After the session ended, Lavieri expressed interest in continuing the research. To her, the problem represented unique challenges in using ML for the allocation of limited resources under time constraints, in line with what she has explored in other projects, including on liver transplants. Likewise, Zhu was interested in the project as it connected to his previous work on using statistical methods to help build predictive models, specifically in the health domain. For both Lavieri and Zhu, and their students, the project is a means to improve medical treatment while also strengthening foundational ML.

Over the next few months, e-HAIL facilitated the discussions between Laveri’s team and the Transplant Center, including with incoming Director Dr. Haakinson, and Zhu’s team joined in the course of the process. Through these meetings, they fleshed out the medical need and how artificial intelligence can provide a solution, eventually leading to the hospital securing funding so work could start on the proposed approach. 

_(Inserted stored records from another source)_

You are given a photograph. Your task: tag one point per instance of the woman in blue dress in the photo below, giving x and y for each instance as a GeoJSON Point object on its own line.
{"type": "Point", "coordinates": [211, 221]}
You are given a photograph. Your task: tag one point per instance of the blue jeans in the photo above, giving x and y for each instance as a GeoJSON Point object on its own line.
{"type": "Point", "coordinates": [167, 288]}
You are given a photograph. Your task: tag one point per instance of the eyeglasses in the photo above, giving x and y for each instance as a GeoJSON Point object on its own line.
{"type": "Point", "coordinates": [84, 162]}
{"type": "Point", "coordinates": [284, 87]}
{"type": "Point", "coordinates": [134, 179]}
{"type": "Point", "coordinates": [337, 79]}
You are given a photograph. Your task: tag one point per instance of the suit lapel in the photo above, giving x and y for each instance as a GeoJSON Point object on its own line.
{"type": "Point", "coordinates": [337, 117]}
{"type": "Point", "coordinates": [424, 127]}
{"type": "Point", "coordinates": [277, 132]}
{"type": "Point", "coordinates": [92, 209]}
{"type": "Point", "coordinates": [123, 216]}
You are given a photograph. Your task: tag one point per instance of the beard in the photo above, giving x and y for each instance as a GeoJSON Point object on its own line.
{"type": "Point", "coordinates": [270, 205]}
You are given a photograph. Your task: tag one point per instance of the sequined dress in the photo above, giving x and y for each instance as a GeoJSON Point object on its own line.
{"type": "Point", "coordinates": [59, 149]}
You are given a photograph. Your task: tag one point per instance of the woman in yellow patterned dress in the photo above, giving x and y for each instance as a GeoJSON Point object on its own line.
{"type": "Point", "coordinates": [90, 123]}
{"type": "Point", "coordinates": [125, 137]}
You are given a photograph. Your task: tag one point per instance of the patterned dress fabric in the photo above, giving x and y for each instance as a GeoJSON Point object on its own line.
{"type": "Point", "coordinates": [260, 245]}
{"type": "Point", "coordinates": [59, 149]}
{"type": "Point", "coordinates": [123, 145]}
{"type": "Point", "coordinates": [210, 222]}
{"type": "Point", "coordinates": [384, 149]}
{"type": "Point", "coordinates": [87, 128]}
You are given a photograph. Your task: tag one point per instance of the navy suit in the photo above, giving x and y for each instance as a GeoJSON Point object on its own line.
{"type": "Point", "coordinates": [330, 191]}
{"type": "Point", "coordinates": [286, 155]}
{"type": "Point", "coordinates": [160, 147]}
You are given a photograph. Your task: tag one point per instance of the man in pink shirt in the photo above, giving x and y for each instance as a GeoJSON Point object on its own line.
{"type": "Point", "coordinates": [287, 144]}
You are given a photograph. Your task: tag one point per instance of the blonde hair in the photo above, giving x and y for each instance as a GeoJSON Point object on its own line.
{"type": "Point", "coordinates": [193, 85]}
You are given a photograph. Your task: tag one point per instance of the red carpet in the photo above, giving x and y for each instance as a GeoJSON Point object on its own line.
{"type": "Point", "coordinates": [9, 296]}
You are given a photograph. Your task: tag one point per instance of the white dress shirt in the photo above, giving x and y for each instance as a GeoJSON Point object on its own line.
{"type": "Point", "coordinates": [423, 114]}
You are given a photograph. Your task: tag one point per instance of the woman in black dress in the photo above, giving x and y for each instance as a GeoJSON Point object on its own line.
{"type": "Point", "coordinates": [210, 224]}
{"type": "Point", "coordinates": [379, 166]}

The current project focuses on the allocation of marginal kidneys—kidneys that are in less-than-ideal condition, such as those from older donors or individuals with diabetes or renal impairment. Under the current process, such kidneys are often considered unusable and discarded, but recent efforts in the medical field are looking into how to make the best use of these kidneys, particularly in the face of the increasing number of people on waiting lists for kidney transplants. (See, for example, this article in the journal Current Opinion in Organ Transplantation).

e-HAIL has also provided the student funding for Yili Wang, a doctoral student studying under Lavieri, to work on the project. Wang completed her Master’s in biostatistics at U-M before moving to the College of Engineering’s Industrial and Operations Engineering Department for her PhD. She is fascinated by the challenge of working with the medical field, particularly because of the complex, imperfect, real-life systems that do not adhere to theoretical, textbook models. On the KTAlgorithm project, as the project is now called, she is working on modeling the current kidney allocation process using a Markov decision process so that, after they complete a new, ML-based model, they can compare it to the original process.

While the project has made significant progress since its official start in the fall of 2023, the current data set is posing challenges. In particular, the way that kidneys have been matched to potential recipients has changed over time, making it difficult to get consistent data to train a model. At times, there are certain variables missing from the entries. A significant task facing the team is cleaning up the data. After getting IRB approval in April 2024, the team is looking into observing current allocations at MM to better understand the process and get more detailed, cleaner data.

The project, when completed, will present a framework to improve clinicians’ ability to use marginal kidneys. This could potentially have an impact across the transplant field, as kidney transplantation is the most frequent and highest in volume. The waiting list for kidney transplants alone is over 97,000 patients, and U-M’s health system performed a record number of 42,000 transplants in 2022. By bringing together researchers from different fields to solve key medical problems, e-HAIL is bridging the gap between the medical and engineering fields to revolutionize how medicine works.